Industrial plant monitoring systems can easily have hundreds/thoudands of low* bandwidth inputs and these days via a mix of protocols, this could easily replace half a dozen single slot carrier boards each running a few dozen lines (max) of a specific type. Reducing the number of controllers by a large % is always something to think about. Adding a card to an existing controller board is almost always easier that adding a whole new controller.
* from traditional serial into the low single Mb/s
Plus, you have 11 PCIe slots, but it's going to be "just a tad" bandwidth restricted -- the Pi CM4 PCIe slot is a 1x gen 2 slot, 400MB/sec. That's a respectable amount of bandwidth, but not really if you're expecting to actually give all 11 cards a workout -- that's 35MB/sec per slot with no overhead (would not be surprised to find it's closer to 30MB/sec, PCIe is usually point-to-point so divvying up a PCIe lane 11 ways probably does incur some overhead.)
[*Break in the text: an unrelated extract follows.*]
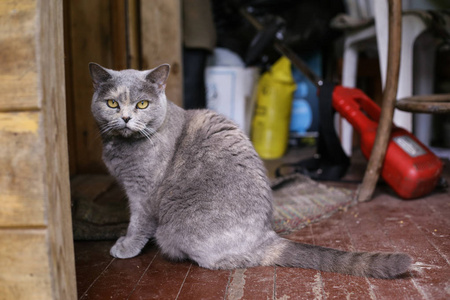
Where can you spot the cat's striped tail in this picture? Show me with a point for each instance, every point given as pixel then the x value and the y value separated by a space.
pixel 378 265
I could see doing an ARM desktop though. I ran a Acer Chromebook with a ARM (Tegra K1), Chrubuntu ran sweet off it. The Chrubuntu is regular Ubuntu with some tweaks for the chromebook (power management stuff to handle the big/little CPU setup -- it had a low power core, which it used very successfully (22 hour battery life), more or less if it was going to run 1 core under about 800-900mhz, it'd kick over to the low-power core. OpenGL, OpenGLES, and CUDA all worked which was sweet. All the typical Ubuntu packages are available native; I had qemu-user-x86 and qemu-user-x86-64 installed, could set the package system to allow x86/x86-64 packages to be installed, it'd successfully run x86 and x86-64 binaries (.. as long as they weren't multithreaded.) I ran a Samsung color printer "binary blob" x86 printer driver under it, it ran at about 1/4 native speed but still could spit out pages and send them to the printer over wifi faster than it could print them.
So the software is there even for an ARM desktop. This one's too pricey for me though 8-).
It depends what you use if for. I've got a machine that I use for AI research* and most of the stuff just gets dumped on the GPU and then the PCIe is effectively ignored for three or four hours. Setup and Results/teardown would be faster on a faster machine but overall it would cost me a fortune for a small % of total run time.
* OK pissing about but then isn't gaming?
I've played with my Pi3B+ and found it good for prototyping use cases for 'better' (more capable kit)
Just bought a Fujitsu TX120 s3 for £40 on fleabay. 3pcie slots, Pci, 4 hot-swap drive bays (came with raid card in one PCIe slot) upto 32GB ram possible, iLO equivalent
Downer is the Celeron cpu (I have a 'spare' E3-1200 series cpu). Works fine as TVheadend+MPD+Snapcast server for 5 endpoints ("TVs" or monitor+thin client)
Point is that much of testing/config was with Pi but in no way could it do the 'full' job of simultaneously collecting broadcasts+storage+serving output to endpoints. Then again, I would not have invested in the TX120 if I couldnt make setup work
One of my Pi3's is my day-to-day Work computer, has been for a number of years.
Does everything I need to do work-wise (read pdfs, check webmail/ wikipedia/ el Reg, libre office for when I do something) with no complaints from either of us- Pi or me.
Leaves plenty of desk space to play with things.